Sebastián le sujetó la muñeca y pasó lentamente el pulgar sobre su piel.

—¿No te dije que no volvieras? Valeria, ¿por qué te cuesta tanto hacer caso?

—Sebastián —dijo Valeria mientras le apartaba la mano de un manotazo y desviaba la mirada—. Este también es mi lugar. Vuelvo cuando se me da la gana. Tú no tienes ningún derecho a impedírmelo.

Hizo una pausa antes de añadir:

—Además, hace mucho que dejaste de importarme.

—Se te da bastante bien fingir —dijo Sebastián con una risa cargada de desdén.

Luego le sujetó la nuca y la acercó a él de un tirón.

—¿Qué pasa? ¿No soportas verme con Camila?

La miró fijamente.

—Volviste justo ahora porque tienes miedo de que de verdad me case con ella. Si todavía te importa, podrías simplemente…

—Sebastián.

Valeria no tenía la menor intención de seguir escuchando sus tonterías.

Con evidente fastidio, levantó la mano derecha y le mostró el sencillo anillo que llevaba en el dedo anular.

—Ya estoy casada.

Sebastián se quedó inmóvil por un instante.

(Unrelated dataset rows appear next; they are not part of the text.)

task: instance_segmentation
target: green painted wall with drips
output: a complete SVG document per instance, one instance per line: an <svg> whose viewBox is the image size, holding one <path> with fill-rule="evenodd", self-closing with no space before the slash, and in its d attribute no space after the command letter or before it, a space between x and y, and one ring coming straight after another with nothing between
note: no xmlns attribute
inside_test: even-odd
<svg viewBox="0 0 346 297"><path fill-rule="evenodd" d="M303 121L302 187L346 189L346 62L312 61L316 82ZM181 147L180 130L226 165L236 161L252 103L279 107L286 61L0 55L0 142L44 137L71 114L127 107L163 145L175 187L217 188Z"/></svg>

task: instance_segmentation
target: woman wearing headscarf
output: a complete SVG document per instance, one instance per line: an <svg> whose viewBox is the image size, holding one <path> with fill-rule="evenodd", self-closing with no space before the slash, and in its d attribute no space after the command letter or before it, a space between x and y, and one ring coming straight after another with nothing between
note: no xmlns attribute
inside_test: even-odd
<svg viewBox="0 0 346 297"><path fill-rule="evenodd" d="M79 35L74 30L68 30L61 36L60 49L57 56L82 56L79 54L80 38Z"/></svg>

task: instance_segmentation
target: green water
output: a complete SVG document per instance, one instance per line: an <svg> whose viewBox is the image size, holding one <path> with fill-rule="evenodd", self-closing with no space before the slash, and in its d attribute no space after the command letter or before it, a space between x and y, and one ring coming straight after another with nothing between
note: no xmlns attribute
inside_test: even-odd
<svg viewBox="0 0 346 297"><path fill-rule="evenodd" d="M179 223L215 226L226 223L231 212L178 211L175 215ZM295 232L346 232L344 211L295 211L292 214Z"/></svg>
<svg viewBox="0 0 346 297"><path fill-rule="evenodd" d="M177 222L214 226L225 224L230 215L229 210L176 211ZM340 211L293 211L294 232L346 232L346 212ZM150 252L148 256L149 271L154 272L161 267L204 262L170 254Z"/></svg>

La expresión se le congeló en el rostro.

Luego, como si acabara de escuchar algo absurdo, una sonrisa burlona apareció en sus labios.

—¿Casada? ¿Con quién? ¿No te parece un poco ridículo inventarte algo así?

Bajó la mirada hacia su mano.

—¿Y qué se supone que demuestra ese anillo?

Su sonrisa se hizo más evidente.

—El anillo de compromiso que yo te regalé tenía un diamante rosa de diez quilates. ¿Y ahora quieres hacerme creer que terminaste conformándote con un anillo así de sencillo?

—Valeria, nunca has sabido mentir.

—Porque se me da la gana —respondió Valeria, arqueando una ceja sin dejarse intimidar—. Si quiero a alguien, me da igual si me da una alianza sencilla o un anillo de lujo. Lo que vale para mí no depende de cuánto haya costado.

Después añadió con calma:

—No todo el mundo mide el valor de las cosas como tú.

Valeria no tenía ninguna intención de explicarle que aquella alianza aparentemente sencilla era una joya heredada durante generaciones en la familia Salazar y, además, distinguía a la señora de la familia.

Y su esposo, Adrián Salazar, no era precisamente un desconocido para Sebastián. Era uno de sus rivales más difíciles. Y también el hombre al que más detestaba.